Public Fisheries

Publication Date

2010

Volume

15

Document Type

Article

Abstract

There is almost universal agreement that the most effective solution to open-access natural resource problems lies in some form of ownership. Authors disagree on the secondary question of which ownership form, i.e., private, community, or government, will produce the most efficient or equitable results under particular conditions. There has been little attention paid to the fact that government ownership, that is, regulation, is certain to produce results that all interested subsets of the public will view as inefficient and inequitable. Dissatisfaction flows inevitably from the requirements and realities of democratic decision-making structures and constraints.

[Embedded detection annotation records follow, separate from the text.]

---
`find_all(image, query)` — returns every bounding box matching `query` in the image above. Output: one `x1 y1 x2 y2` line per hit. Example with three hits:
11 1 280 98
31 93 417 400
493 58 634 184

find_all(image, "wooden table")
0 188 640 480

In other words, a democracy puts more emphasis on fair process and the incorporation of competing values than on achieving any particular objective. Thus, although government ownership might solve open-access natural resource problems such as those that occur in fisheries insofar as it creates a peaceable forum for dispute resolution, it does not lead to what anyone might consider well-managed fisheries. For government ownership and well-managed fisheries to coexist, the most logical solution is to create a subset of government structures, the goals of which are aligned with the preferences of various interest groups such as commercial fishers, recreational fishers, and marine conservationists. This approach, which is used on U.S. public lands, ensures that, within at least some parts of the public domain, groups will view management as having succeeded. Greater interest-group satisfaction should lead to welfare gains because those groups will, for example, feel less need to expend resources participating in costly agency processes.